What just happened

- Virginia Giuffre settled her sexual assault suit against Prince Andrew, reportedly for £12 million that the Queen will help him pay (more below).
- Nato said Russia appeared to be continuing its military build-up round Ukraine, a day after Russia said it was sending some troops home.
- Pubs in the City of London reported high sales of their most expensive champagnes after banks paid their biggest bonuses since the 2008 crash.
On Christmas Eve, soldiers loyal to the junta that seized power in Myanmar a year ago halted a convoy of 40 villagers fleeing their homes in eastern Kayah state and killed them in their vehicles. Autopsies suggested some were shot first, others burned alive. The dead included women, a teenage girl and two Save the Children workers. The incident is not atypical.

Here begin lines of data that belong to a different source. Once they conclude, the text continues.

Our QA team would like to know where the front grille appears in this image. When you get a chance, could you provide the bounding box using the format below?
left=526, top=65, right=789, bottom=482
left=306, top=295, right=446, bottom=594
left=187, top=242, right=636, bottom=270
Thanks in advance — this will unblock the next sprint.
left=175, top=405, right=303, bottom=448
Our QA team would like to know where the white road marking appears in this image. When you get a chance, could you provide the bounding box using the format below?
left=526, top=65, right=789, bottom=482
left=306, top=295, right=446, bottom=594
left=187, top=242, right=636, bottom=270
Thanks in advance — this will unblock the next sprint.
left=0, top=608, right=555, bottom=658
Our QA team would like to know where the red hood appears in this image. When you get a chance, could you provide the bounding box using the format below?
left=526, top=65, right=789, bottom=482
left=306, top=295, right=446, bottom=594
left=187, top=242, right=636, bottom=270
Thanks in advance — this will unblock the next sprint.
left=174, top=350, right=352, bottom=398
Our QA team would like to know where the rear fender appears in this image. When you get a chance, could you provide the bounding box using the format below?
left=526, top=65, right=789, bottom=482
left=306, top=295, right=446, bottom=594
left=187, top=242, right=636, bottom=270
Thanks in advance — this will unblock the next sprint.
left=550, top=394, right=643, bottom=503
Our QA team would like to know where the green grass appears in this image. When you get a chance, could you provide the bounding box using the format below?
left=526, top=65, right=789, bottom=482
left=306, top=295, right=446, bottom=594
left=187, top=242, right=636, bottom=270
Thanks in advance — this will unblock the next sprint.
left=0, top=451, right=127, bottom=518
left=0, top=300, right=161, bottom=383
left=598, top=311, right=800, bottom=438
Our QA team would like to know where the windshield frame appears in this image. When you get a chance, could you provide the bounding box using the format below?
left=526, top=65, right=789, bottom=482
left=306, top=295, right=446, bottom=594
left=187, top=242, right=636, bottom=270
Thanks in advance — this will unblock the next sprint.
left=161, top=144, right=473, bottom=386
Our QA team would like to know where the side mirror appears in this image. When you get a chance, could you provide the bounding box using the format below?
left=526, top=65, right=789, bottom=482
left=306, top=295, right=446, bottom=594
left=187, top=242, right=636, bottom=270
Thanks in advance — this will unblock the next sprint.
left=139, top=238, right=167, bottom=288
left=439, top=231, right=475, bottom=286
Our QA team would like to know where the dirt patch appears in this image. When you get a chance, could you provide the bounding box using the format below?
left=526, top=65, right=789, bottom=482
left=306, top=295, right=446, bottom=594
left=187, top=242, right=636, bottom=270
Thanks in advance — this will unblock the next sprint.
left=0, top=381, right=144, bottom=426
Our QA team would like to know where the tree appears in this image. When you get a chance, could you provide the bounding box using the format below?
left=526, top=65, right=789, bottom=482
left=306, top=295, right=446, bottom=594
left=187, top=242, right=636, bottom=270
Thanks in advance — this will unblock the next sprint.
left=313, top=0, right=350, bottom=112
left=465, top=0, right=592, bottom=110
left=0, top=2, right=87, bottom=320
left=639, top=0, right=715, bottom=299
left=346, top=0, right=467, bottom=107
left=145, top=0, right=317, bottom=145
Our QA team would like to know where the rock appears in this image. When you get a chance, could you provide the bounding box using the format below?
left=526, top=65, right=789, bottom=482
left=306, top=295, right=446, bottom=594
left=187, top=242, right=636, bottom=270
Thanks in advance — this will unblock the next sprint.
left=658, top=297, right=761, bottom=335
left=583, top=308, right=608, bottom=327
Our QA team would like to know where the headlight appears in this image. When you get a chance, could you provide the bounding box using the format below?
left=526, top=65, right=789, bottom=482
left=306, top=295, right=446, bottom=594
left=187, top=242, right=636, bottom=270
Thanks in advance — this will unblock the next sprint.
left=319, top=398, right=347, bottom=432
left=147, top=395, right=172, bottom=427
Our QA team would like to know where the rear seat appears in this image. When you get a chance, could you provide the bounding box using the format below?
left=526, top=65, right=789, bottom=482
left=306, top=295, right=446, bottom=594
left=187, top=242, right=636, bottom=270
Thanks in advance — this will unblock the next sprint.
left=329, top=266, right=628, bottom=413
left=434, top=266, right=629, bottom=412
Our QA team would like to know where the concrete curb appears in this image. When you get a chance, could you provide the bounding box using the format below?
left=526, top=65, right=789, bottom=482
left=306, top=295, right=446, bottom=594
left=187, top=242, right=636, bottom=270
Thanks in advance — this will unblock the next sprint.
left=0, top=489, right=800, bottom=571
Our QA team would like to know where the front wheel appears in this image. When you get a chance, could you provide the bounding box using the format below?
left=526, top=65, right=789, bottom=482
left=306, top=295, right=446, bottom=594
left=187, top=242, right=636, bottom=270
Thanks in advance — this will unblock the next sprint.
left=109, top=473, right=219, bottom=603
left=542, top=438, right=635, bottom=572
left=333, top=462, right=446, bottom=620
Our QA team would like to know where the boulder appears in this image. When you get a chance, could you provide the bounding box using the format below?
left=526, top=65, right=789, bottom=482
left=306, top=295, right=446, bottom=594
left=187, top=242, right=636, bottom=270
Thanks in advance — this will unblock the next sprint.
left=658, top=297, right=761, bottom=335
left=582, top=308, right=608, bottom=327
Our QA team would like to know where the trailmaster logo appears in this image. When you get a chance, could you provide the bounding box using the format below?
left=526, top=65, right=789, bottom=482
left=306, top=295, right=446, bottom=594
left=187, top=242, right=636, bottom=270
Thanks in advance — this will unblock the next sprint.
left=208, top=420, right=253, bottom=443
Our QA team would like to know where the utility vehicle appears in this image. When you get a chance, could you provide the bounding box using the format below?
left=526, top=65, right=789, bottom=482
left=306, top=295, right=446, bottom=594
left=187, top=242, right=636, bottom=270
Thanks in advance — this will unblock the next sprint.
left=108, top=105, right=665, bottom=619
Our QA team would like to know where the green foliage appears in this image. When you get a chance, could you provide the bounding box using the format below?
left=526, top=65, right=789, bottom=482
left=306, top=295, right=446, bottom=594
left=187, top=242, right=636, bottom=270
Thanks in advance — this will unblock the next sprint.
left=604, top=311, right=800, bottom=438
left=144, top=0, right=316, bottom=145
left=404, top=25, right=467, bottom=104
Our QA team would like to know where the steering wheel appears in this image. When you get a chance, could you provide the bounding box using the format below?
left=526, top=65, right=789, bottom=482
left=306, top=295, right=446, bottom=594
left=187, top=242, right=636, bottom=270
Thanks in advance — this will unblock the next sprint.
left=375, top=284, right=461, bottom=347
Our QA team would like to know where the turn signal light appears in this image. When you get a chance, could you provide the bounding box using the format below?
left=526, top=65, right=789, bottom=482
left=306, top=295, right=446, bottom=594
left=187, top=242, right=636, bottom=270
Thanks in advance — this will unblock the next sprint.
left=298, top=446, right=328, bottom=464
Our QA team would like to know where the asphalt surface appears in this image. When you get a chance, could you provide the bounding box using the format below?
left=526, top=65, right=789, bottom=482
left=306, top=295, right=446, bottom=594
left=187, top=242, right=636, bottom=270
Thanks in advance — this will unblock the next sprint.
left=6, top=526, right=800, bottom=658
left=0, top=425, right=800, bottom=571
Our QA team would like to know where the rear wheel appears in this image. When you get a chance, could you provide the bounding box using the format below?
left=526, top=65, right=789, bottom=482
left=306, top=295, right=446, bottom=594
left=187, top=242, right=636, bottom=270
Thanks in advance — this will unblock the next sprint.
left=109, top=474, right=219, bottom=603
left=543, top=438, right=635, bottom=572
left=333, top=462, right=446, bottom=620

It’s part of a scorched earth strategy by generals accustomed to impunity but not resistance.
- 1,549 – civilians and armed resistance fighters killed since the coup, according to the Assistance Association for Political Prisoners
- At least 12,000 – civilians and pro-democracy activists arrested for alleged dissent
- 170,000 – Karenni people internally displaced
- 14,000,000 – civilians in humanitarian need, according to the UK government
How has it come to this in the country of Aung San Suu Kyi, who for all her failings once had the world with her and brought a promise of democracy?

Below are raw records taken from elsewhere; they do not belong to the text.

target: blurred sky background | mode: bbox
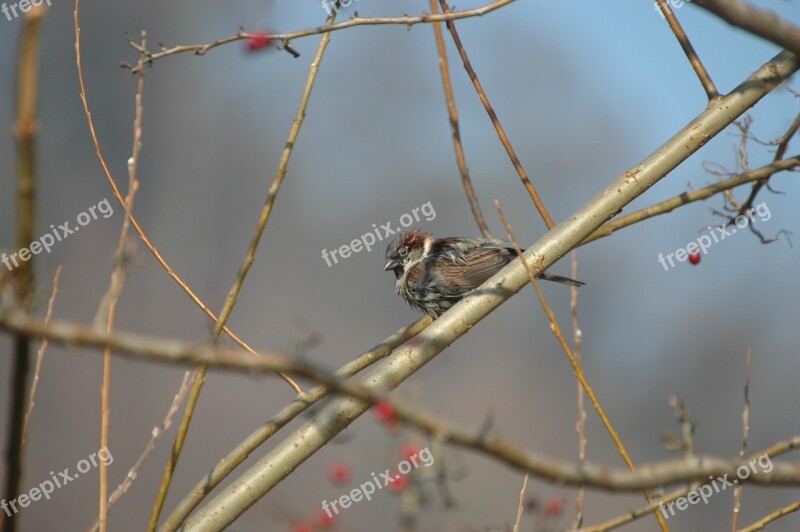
[0,0,800,531]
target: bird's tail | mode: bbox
[538,272,586,286]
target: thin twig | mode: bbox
[581,154,800,245]
[159,316,431,532]
[89,371,194,532]
[96,31,147,532]
[569,249,586,529]
[148,5,336,531]
[692,0,800,56]
[739,501,800,532]
[430,0,492,238]
[22,264,61,446]
[439,0,555,229]
[737,114,800,221]
[494,200,668,532]
[0,3,47,532]
[120,0,515,74]
[656,0,720,102]
[581,436,800,532]
[731,348,752,532]
[516,474,530,532]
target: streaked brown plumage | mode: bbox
[383,230,583,318]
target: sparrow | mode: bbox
[383,230,584,318]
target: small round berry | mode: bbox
[386,471,411,493]
[400,442,420,462]
[314,509,336,529]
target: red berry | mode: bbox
[386,471,411,493]
[314,508,336,528]
[545,497,566,515]
[372,401,395,423]
[400,442,420,463]
[247,33,272,52]
[328,462,352,484]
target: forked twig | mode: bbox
[494,200,669,532]
[439,0,556,229]
[430,0,492,238]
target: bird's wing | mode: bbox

- Defiance. The junta is led mainly by veterans of the military rule that ASSK suspended in 2016. They may have expected a quick return to the status quo ante but that is not what happened. Citizen militias have fought back, especially in the east and south. The military has resorted to a “four cuts” strategy honed in the 80s and 90s that aims to crush resistance with airstrikes, arson, mass arrests and forced relocations. But instead of submitting, the Karenni people of the east and south-east have organised into multiple militias including the Karenni Nationalities’ Defence Force, the Karenni Army and the Karenni State Police. The result is incipient civil war.
- Blind eyes. Distracted by Russia and Ukraine, the wider world has looked away. The US, UK, EU and Canada have announced targeted sanctions against junta members but the UN has taken no concerted action. ASEAN, the Association of Southeast Asian Nations, brokered a reconciliation plan last April that required the generals to open a dialogue with Myanmar’s democrats and let in humanitarian aid, but the junta has done neither and no longer attends ASEAN meetings.
- Deaf ears. Reliable news from inside Myanmar is scarce because dozens of journalists have been arrested and hundreds forced to leave. One, Danny Fenster, spent 176 days in jail and was given an 11-year sentence for “encouraging dissent” before a former US ambassador to the UN negotiated his return to the US.
- Business. As in Iran, the military runs a sprawling network of businesses that thrive as foreign investors withdraw and ordinary people suffer. Chevron and Total have pulled out of Myanmar’s biggest offshore gas project, ceding control to Malaysian investors and the junta. Telenor, the Norwegian telecoms firm, is trying to sell its stake in one of Myanmar’s largest mobile phone operators in a deal that activist investors fear will give the junta access to personal data for 18 million subscribers. The military’s two biggest holding companies are conservatively estimated to funnel $435 million a year to its top brass. Control of oil and gas sales could yield five times as much.

“The world is doing nothing but just sitting and watching,” Zin Mar Aung, foreign minister for the exiled democratic National Unity Government, told Al Jazeera earlier this month. She wants an arms embargo to prevent the sale of Russian weapons to the junta. Human rights groups want digital evidence from cell phones to be used in prosecutions for regime atrocities. Michelle Bachelet, the UN human rights chief, wants “a sense of urgency commensurate to the magnitude of the crisis.”
Any urgency at all would count as progress.